Ghaza: l’OCHA alerte sur la détérioration des conditions de vie alors que l’accès humanitaire se resserre

Des centaines de milliers de Ghazaouis vivent encore dans des tentes endommagées par la pluie, le vent ou les vagues, ou dans des bâtiments gravement fragilisés, alerte jeudi le bureau des affaires humanitaires de l’ONU (OCHA).
« Depuis début décembre, 18 bâtiments résidentiels se sont complètement effondrés, entraînant des pertes humaines et matérielles importantes, tandis que plus de 110 autres bâtiments ont subi des dommages partiels dangereux », précise l’OCHA.

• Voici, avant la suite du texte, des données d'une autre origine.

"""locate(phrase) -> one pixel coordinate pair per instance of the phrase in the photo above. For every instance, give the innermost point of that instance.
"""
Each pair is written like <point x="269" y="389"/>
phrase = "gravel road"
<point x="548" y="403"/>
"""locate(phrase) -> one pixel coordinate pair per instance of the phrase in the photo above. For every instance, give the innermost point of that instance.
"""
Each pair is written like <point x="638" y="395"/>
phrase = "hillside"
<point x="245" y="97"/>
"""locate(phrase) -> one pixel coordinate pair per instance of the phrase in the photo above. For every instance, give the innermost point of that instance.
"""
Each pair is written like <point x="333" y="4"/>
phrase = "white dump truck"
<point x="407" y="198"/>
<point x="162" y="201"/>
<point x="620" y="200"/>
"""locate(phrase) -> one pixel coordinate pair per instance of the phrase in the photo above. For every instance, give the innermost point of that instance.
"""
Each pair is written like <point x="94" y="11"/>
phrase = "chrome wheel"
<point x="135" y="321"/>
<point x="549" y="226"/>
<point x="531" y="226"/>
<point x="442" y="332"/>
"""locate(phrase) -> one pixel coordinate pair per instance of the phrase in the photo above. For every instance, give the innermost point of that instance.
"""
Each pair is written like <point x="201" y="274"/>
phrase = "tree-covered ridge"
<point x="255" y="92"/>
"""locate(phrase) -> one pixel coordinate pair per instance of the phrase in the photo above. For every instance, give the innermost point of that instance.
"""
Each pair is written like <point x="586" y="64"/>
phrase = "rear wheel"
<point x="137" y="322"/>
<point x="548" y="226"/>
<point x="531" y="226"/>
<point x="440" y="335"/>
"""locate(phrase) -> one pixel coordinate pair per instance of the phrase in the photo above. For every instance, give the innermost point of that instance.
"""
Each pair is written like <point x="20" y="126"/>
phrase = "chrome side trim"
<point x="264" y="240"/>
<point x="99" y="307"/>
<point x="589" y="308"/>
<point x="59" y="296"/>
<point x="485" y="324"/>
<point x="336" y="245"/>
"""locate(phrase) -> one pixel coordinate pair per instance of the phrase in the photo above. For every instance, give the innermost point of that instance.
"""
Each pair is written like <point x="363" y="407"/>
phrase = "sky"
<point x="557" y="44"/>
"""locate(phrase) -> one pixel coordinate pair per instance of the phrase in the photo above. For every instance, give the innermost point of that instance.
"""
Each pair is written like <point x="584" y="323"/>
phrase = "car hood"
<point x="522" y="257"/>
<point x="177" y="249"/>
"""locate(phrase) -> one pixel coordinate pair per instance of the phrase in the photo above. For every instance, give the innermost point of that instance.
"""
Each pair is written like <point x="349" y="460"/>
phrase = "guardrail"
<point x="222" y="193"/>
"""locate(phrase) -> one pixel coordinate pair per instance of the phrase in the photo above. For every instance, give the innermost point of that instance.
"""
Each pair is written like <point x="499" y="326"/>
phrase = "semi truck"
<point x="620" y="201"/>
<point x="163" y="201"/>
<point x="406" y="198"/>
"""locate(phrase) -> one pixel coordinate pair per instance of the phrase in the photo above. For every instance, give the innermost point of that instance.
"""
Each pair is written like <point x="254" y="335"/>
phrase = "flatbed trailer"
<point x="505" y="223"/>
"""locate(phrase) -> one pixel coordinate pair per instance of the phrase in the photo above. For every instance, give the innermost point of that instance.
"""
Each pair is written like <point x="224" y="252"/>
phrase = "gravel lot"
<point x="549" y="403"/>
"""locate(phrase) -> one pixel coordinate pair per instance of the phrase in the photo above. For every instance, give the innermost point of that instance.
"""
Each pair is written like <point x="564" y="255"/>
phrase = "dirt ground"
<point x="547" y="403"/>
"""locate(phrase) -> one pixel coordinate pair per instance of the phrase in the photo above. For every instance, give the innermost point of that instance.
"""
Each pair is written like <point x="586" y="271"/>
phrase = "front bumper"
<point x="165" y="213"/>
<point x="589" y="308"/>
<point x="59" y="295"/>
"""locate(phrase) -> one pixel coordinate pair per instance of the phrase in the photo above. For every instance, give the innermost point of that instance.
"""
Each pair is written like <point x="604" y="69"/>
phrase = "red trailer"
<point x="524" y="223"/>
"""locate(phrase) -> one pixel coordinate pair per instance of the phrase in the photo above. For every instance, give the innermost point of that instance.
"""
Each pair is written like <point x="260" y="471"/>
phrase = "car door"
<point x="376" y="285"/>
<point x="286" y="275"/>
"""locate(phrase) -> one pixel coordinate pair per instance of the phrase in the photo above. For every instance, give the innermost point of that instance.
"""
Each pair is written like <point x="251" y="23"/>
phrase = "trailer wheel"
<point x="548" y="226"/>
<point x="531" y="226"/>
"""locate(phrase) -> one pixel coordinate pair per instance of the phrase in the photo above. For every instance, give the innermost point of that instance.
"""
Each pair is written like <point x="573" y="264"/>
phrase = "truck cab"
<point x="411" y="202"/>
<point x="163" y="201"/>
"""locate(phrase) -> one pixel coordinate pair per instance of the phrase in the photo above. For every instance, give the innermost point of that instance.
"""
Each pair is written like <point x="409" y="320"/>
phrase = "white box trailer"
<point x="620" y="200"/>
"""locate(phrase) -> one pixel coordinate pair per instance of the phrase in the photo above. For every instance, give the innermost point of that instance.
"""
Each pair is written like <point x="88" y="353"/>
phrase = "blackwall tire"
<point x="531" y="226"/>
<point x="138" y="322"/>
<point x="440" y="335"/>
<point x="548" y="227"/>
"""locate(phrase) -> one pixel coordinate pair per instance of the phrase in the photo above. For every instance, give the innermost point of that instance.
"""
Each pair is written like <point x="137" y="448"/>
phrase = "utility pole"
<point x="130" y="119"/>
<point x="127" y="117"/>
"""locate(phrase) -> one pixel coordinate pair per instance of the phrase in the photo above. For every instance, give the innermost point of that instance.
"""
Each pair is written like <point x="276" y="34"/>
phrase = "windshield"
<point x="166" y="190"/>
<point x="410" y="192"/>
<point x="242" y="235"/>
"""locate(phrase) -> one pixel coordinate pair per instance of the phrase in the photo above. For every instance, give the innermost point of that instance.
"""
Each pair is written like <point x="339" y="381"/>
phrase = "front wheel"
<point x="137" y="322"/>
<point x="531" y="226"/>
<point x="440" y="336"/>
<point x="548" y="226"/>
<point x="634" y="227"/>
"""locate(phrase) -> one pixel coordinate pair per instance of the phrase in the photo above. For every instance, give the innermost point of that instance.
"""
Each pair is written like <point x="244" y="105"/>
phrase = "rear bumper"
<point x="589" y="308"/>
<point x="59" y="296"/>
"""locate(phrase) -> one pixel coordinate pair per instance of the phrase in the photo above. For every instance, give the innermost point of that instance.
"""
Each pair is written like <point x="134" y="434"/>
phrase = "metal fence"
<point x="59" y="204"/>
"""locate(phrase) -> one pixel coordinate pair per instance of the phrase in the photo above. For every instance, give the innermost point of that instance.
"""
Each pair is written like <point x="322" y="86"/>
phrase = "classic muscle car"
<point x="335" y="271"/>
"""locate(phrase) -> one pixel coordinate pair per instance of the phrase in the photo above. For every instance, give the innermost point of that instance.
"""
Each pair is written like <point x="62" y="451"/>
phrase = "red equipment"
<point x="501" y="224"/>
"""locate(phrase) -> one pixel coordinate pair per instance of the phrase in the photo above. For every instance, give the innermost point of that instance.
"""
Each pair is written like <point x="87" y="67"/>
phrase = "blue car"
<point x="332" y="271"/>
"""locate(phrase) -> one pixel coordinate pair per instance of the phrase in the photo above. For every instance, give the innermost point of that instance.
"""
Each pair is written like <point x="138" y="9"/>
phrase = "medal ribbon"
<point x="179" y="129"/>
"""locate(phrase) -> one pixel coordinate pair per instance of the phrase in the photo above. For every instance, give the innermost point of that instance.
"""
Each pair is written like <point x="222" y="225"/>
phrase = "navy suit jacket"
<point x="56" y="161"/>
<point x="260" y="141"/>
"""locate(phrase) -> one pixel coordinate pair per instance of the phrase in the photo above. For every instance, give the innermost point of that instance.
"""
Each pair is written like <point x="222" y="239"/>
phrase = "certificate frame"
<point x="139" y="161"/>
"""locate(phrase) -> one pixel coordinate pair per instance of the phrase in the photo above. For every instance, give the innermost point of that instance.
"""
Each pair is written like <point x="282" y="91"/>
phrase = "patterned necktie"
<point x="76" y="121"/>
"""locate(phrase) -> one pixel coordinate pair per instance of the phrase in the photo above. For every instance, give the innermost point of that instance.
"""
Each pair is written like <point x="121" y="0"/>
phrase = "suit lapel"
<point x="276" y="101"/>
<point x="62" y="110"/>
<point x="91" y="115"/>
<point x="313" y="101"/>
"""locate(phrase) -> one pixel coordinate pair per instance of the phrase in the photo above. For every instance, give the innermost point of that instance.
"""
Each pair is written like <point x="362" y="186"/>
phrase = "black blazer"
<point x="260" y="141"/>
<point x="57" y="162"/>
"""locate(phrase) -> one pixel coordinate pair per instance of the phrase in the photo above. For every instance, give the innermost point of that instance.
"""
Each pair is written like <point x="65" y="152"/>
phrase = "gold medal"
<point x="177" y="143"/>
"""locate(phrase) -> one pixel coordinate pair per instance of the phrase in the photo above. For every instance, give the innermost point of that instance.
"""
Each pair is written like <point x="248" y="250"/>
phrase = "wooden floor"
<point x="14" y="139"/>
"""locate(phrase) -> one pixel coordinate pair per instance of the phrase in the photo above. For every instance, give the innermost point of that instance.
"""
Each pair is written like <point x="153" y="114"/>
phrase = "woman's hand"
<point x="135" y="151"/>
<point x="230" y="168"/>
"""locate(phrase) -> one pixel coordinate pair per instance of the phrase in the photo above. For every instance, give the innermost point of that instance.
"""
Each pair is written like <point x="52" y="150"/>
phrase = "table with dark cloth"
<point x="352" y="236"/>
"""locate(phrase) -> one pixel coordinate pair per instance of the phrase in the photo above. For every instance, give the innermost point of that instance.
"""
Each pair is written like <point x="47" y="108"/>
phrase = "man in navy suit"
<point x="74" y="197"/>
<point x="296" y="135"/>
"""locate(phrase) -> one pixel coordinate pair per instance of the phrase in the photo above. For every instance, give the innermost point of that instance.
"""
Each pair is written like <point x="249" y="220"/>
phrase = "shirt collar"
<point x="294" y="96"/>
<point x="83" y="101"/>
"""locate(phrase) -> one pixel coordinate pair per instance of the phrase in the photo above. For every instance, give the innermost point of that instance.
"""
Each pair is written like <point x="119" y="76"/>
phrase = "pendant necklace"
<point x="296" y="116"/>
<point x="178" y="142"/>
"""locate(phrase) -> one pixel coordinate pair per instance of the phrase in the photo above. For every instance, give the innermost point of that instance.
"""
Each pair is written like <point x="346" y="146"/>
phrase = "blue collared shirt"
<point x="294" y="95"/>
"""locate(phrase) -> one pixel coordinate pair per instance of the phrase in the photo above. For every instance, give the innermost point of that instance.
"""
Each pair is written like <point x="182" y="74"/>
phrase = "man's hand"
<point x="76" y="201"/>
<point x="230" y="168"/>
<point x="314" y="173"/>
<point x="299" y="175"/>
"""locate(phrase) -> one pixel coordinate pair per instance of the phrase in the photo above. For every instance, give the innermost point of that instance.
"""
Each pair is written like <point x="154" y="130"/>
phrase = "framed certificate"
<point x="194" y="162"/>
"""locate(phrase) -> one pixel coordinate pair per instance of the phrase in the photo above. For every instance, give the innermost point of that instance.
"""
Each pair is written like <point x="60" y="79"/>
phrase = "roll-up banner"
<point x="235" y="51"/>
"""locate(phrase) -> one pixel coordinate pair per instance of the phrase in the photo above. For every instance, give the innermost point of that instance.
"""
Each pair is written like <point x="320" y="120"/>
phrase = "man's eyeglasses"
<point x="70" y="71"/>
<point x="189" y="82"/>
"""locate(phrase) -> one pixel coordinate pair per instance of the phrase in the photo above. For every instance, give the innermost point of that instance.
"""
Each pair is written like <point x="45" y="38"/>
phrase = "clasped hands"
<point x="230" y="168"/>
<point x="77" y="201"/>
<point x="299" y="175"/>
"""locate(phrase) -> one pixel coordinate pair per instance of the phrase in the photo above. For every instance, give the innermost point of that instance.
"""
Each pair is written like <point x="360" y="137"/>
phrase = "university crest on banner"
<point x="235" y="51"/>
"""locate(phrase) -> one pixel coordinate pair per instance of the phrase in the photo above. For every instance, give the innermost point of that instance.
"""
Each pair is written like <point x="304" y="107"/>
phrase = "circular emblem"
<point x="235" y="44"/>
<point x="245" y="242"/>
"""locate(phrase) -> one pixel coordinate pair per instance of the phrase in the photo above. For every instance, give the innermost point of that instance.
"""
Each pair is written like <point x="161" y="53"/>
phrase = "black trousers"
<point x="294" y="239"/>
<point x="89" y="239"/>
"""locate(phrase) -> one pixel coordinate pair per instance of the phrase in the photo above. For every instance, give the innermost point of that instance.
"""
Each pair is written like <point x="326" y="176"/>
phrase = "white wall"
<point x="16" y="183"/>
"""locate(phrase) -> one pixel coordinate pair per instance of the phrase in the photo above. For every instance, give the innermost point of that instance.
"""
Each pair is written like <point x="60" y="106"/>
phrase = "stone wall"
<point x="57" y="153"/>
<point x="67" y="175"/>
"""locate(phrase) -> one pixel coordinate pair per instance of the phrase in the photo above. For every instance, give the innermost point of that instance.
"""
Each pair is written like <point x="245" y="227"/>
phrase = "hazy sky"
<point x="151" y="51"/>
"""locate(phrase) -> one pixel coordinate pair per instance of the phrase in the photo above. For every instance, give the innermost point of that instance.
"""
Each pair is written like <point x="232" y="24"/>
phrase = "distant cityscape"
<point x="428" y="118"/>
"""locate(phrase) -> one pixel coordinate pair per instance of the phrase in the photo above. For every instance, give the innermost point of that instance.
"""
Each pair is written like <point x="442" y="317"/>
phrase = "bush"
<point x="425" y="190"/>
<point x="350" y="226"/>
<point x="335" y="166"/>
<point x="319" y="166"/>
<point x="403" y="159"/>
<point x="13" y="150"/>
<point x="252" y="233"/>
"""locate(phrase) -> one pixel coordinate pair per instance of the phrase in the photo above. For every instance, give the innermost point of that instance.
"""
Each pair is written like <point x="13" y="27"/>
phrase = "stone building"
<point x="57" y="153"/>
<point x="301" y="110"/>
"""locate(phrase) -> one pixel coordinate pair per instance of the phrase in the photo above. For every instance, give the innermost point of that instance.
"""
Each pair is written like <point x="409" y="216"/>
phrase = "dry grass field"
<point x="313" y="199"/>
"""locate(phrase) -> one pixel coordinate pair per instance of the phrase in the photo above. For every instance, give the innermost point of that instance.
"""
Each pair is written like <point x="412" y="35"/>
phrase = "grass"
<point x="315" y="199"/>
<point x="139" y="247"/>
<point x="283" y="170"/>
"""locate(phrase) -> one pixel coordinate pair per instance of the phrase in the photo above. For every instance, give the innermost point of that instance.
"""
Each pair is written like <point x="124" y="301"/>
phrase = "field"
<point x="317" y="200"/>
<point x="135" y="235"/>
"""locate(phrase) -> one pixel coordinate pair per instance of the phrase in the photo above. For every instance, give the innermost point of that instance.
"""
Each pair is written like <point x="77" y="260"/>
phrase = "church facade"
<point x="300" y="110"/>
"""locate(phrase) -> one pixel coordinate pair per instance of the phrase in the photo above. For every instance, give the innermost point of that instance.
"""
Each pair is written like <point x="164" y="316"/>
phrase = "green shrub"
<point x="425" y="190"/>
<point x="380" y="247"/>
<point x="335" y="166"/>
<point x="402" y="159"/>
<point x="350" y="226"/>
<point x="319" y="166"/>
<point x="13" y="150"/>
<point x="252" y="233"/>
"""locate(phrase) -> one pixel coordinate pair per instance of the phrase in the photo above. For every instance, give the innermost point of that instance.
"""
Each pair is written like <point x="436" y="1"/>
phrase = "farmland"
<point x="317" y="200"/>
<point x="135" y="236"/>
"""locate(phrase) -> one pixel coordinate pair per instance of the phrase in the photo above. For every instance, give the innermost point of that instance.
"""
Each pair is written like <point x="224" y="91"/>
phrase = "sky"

En décembre, les partenaires humanitaires ont fourni une aide d’urgence en matière de logement à plus de 80 000 ménages, environ 448 000 personnes notamment à travers la distribution de tentes, de bâches et d’articles de literie. Mais les tempêtes récentes ont touché 65 000 ménages supplémentaires, faisant repartir les besoins à la hausse.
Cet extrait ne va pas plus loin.